Although the reliability of obtaining angular kinematics, moment arms, and net torques using manual digitising of standard video has been established in this study it must be recognised that this reliability has been based on only two camera systems, venues, and calibration spaces and sampling rates (50 Hz and 25 Hz). Also, due to the labour intensiveness of conducting such a study it has been done for only two front crawl swimmers and a backstroke swimmer. As noted with regard to the ankle data of FC2, differences in reliability can occur across swimmers and paces due to differences in the turbulence produced.

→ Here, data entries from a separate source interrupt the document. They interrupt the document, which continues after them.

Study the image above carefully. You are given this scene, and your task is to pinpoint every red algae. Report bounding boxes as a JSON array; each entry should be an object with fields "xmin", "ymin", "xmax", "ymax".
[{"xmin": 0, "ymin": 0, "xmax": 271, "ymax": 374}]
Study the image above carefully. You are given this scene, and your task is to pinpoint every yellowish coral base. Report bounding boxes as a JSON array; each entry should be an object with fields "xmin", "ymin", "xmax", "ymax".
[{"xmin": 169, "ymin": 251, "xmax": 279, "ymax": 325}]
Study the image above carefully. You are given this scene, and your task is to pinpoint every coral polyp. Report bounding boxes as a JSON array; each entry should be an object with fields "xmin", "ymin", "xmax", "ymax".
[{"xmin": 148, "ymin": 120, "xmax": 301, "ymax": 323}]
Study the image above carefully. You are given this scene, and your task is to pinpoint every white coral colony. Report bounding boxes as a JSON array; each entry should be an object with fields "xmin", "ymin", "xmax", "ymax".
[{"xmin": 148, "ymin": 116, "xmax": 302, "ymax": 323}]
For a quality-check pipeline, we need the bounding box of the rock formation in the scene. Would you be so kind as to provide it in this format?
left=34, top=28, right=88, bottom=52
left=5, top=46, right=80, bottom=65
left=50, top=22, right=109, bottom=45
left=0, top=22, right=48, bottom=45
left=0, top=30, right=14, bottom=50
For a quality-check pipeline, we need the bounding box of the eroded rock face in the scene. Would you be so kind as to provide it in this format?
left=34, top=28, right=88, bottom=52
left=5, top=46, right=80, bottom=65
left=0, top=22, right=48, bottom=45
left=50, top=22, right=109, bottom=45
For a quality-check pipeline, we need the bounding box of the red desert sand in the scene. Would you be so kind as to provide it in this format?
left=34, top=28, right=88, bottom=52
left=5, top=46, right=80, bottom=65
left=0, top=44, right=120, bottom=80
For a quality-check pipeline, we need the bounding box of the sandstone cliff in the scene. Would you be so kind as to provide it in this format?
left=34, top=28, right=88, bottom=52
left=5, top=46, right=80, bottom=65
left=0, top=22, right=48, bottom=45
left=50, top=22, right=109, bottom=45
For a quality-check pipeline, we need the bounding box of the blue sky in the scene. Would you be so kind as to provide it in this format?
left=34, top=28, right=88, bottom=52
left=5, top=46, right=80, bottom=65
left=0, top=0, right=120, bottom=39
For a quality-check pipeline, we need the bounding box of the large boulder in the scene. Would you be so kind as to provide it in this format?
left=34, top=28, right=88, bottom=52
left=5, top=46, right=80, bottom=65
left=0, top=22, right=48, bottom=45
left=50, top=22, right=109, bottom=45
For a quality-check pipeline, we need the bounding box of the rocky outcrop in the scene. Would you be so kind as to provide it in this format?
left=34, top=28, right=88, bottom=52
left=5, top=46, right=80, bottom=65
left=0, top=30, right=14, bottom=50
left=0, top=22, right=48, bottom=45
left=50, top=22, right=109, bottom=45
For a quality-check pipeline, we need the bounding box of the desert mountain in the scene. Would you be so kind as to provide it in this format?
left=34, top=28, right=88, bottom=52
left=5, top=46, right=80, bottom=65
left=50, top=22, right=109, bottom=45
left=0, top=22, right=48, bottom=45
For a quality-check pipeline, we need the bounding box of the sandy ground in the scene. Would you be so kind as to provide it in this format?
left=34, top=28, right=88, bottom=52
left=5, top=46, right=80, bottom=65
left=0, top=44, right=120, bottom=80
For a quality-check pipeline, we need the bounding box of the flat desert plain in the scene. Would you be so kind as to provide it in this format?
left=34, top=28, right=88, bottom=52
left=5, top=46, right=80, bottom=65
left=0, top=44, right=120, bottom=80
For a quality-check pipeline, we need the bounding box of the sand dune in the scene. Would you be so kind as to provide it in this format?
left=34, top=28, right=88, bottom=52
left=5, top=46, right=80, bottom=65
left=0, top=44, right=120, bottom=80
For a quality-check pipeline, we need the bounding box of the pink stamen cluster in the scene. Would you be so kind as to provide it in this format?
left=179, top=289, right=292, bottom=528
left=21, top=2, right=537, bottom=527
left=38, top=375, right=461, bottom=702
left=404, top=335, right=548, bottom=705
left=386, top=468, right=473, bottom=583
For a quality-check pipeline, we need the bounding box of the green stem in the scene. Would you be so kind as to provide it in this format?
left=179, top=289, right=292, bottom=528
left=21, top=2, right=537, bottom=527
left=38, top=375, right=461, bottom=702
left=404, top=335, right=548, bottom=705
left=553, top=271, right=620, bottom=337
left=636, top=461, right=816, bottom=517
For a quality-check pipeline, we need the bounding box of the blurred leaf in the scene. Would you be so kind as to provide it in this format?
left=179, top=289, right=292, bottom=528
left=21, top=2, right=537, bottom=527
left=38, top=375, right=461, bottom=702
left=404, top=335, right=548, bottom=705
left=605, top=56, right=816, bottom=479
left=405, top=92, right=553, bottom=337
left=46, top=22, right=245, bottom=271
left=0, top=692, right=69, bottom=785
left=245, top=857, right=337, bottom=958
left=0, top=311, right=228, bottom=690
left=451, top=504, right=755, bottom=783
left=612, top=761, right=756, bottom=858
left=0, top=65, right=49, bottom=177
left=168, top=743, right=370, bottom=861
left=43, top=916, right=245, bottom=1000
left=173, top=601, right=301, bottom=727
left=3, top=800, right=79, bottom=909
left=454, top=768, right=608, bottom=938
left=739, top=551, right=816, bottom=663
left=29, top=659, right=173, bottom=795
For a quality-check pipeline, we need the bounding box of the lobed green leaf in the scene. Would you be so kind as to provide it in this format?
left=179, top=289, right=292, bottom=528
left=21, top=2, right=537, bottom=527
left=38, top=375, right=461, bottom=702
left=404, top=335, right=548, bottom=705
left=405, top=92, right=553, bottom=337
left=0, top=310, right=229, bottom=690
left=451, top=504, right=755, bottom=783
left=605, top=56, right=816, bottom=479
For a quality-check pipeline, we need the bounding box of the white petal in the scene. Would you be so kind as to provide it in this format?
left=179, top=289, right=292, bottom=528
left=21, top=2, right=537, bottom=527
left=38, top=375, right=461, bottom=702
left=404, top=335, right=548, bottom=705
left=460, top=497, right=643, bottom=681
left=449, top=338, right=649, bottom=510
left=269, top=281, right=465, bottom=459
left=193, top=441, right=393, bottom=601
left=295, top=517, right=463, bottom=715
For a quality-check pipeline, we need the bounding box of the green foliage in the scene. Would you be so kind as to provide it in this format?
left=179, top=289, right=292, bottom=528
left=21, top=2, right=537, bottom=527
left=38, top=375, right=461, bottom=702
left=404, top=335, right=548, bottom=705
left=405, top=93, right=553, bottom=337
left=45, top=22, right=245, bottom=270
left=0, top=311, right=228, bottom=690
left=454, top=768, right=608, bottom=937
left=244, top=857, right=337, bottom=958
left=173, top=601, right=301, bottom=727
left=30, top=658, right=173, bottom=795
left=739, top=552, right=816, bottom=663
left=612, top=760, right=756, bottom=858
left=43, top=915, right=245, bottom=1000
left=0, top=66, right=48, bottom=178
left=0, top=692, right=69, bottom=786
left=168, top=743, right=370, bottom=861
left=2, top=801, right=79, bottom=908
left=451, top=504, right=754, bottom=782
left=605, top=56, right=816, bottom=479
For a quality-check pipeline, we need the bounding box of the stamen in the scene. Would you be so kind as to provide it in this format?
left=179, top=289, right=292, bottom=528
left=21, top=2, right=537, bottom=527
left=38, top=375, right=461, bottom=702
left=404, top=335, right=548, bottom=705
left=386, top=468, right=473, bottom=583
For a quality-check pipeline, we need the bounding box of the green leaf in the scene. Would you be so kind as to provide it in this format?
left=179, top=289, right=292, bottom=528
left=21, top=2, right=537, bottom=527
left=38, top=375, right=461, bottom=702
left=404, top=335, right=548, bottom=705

Future research could also establish the reliability of additional variables including the reliability of estimating duration of phases within the stroke and index of coordination (Chollet et al., 2000; 2008; Seifert et al., 2005).

In this study it has been found that angular kinematics and kinetics of swimmers can be derived with sufficient reliability to enable rotations about the three principal axes aligned with the external reference system to be explained in terms of torque production and its links to the actions of swimmers. This will enable further studies to be conducted to explain the techniques of swimmers and the differences between them observed by swimming researchers. These include differences between swimming strokes, the causes of asymmetries in swimming including breathing (Castro et al., 2006; Payton et al, 1999; Psycharakis and McCabe, 2011; Seifert et al., 2005; 2008), disability (Osborough et al., 2010; Satkunskiene et al, 2005) and changes within swimmers across a race (Alberty et al, 2008; Figueiredo et al, 2012; McCabe et al., 2011; Suito et al, 2008).